第5話 勧誘を拒否ってみた

「おい! 新入り!」


 俺はその大きな声が何かと思って辺りを見渡すと、巨大な身体をしたモヒカン野郎がのっそのっそと俺に向かって近づいてきた。筋骨隆々で身長は2m近くあるんじゃないか?


「キョロキョロしてんじゃねぇよ! おっさん! お前の事だよ! 『Lunatic brave online IV』をやるのは初めてなんだろ?」


 おっさんなのか? 俺の姿は。ランダムに決めてもらってから鏡もないし自分の姿を見てない。だからあまり自分のことだと思えなかった。が、現実でもいい歳したおじさんだし、ゲームの中でもおじさんの方が違和感はないかな。ってかこいつも充分おっさんだろ……って頭の上に名前ないな。ってことはこのおっさんはプレイヤーってことか?


「よく俺が初めてこのゲームをするってわかったな?」


「見てりゃわかるよ。初めてこのゲームをやるやつは勝手がわからずにそうやって何したらいいかわからなくて、身動きせず立ってたりするからな」


 まあ、確かに俺は何もせずにたってたけど、勝手がわからないって訳じゃないんだけどなぁ。

 そうは思ったが、とりあえず言い返すことはせずに俺はモヒカン野郎の出方を見ることにした。


「アカウントを作り直したやつとかは、やりたいことも決まってるからさっさと動き出すんだ」


 そう自慢げに話すモヒカン野郎に俺は適当に話を合わせることにする。


「なるほどねぇ……」

 

 とはいっても、このモヒカン野郎のいうことも一理あると思う。俺はどっちかと言うと作り直さずにやりこむタイプだったからそういう経験はないが、実際に周りのフレンドとかそういう人は多くいたからね。


「俺はそういう新入りをクランに誘ってんだよ。どんなクランに入っても俺に合うクランがねぇから作ったんだ。クランを作ったばっかりで大きくしたいからな……だから俺は新入りに声かけてんだ」


 クランか……『Lunatic brave online』でもあったシステムだ。所属しているクランメンバー専用のチャットもあったり、パーティーを組むにしてもクランメンバー同士だとボーナスがあったりしたな。『Lunatic brave online IV』ではわからないけど、同じような特典はあるのかな? ま、あるんだろうな。
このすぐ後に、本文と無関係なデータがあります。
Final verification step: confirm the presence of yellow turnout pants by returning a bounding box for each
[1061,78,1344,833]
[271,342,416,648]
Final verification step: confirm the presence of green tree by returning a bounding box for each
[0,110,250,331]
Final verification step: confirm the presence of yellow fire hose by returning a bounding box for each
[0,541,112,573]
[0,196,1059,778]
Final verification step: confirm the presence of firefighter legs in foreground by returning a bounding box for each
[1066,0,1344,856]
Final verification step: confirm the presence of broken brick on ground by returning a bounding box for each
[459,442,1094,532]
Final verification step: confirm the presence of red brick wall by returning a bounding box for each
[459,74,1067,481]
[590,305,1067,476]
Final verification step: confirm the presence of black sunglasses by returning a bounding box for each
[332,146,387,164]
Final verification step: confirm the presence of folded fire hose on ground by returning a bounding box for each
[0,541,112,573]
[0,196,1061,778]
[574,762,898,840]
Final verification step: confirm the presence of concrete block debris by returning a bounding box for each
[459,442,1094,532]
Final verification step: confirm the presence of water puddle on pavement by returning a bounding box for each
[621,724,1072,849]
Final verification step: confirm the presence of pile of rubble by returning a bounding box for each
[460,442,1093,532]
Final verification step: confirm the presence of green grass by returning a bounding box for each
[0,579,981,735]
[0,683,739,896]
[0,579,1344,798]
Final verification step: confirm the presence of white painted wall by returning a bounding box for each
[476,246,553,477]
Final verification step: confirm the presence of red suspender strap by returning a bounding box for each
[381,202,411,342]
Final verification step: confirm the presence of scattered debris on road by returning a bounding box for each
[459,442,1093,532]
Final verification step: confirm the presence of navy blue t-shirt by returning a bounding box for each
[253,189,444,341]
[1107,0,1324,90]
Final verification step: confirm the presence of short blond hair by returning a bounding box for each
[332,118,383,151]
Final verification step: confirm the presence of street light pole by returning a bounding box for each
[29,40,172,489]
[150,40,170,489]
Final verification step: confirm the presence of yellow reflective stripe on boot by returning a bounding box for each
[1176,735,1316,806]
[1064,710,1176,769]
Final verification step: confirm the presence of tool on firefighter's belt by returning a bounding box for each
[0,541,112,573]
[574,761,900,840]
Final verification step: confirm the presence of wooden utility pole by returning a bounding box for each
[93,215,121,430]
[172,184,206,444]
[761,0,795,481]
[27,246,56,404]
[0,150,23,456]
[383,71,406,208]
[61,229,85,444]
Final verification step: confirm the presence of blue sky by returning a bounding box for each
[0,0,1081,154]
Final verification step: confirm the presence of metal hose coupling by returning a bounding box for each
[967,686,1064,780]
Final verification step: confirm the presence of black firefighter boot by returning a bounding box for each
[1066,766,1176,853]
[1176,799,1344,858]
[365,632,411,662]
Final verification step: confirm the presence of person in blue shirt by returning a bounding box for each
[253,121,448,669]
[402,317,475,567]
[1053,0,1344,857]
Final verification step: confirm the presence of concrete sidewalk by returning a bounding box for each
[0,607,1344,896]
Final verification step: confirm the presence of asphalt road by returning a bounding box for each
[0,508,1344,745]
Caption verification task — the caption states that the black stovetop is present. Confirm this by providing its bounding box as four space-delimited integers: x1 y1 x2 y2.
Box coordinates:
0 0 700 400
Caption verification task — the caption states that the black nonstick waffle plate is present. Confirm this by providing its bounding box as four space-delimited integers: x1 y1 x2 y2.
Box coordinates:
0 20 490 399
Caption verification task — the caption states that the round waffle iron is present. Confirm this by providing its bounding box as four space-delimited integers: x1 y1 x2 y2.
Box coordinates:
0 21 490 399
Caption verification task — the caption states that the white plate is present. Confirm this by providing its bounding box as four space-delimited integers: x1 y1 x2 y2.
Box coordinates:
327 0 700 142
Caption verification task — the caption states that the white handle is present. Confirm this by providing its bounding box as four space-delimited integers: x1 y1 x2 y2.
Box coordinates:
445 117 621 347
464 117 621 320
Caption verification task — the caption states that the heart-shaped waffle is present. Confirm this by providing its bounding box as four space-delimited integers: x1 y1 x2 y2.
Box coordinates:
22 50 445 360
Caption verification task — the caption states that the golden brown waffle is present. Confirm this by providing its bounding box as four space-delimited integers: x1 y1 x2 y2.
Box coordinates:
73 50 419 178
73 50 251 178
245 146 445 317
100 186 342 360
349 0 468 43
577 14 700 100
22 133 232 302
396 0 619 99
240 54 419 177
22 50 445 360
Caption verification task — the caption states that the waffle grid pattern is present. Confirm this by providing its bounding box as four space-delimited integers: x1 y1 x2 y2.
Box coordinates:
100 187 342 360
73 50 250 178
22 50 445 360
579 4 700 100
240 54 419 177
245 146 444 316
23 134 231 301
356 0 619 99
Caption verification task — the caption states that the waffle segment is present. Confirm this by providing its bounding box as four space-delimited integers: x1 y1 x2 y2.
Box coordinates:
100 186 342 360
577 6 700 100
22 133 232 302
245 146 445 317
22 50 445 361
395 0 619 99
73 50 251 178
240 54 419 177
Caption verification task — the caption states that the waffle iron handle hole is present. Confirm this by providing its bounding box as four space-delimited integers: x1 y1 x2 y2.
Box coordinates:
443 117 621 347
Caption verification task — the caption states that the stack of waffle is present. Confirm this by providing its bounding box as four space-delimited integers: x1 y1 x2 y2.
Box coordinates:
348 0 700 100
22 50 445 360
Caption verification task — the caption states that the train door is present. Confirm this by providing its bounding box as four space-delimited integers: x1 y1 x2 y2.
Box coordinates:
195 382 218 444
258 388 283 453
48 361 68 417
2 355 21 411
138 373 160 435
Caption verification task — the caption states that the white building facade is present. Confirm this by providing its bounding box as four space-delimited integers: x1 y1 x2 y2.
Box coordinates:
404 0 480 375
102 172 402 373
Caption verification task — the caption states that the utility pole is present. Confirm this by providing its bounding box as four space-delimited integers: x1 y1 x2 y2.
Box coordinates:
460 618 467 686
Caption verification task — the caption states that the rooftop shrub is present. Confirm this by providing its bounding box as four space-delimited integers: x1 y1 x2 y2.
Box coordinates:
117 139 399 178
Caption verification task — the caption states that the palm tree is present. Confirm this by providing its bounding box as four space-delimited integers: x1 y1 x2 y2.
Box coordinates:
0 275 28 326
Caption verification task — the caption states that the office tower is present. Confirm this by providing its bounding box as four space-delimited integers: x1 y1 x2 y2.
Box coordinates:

だからこそ、こいつはこうやって集めてるんだろうし……


「で、クランに誘うにあたってお前のステフリを教えて貰おうか?」


 誘う誘わないも入る入らないの選択権は俺にあるんじゃないのか? まあ質問に答えるだけならいいか……


「DEX極だよ」


 と、俺の言葉を聞いたモヒカン野郎は急に大声で笑いだした。


「あはは! DEX極だって! 馬鹿じゃねぇか? ドシロウトが! さっさとアカウント作り直してこいよ!」


 ドシロウトだと? ふざけんなよ? 昔とはいえ俺が『Lunatic brave online 』をどれだけやり込んだと思ってんだ……こいつ……


「何、言ってんだよ……」


 俺はふつふつと怒りが込み上げてきた。つーか分かったわ。こいつは行く先々でクランから追い出されて来たんだろうな。初っ端からムカつくやつだし、行く先々で問題起こしてきたんだろうよ……

 と、俺が思ったが、そんなことなどお構い無しとモヒカン野郎は偉そうに講釈を垂れる。


「何言ってんだも何も先輩の忠告だぜ? 聞いとけよなぁ……ったくこれだからシロウトは……」


「……ぜってー作り直さねーよ……」


 さすがに我慢の限界だった俺は、モヒカン野郎にはっきりと拒否の意思をみせた。


「は?」


「いきなりそんな喧嘩売られて言う通りになんかする訳ねーだろーよ!」


 どっちにしろこんなやつのクランになんか入るわけがない。怒る俺に掴みかかろうとモヒカン野郎が動いた時に、間に割って入る人影があった。


「おいおい、喧嘩かよ? このゲームじゃまだPvPはや導入されてない。ましてやセフトの中だぞ? すぐに運営がBANするぞ?」


「ゲ! アンバーじゃねぇか!」


 モヒカン野郎はその人物に一瞬驚いてから俺に向かって声を投げすててきた。


「せっかく忠告してやったのに! 他のヤツを誘うから後悔すんなよ!」


 モヒカン野郎はそう捨て台詞を残して次の勧誘に向かっていった。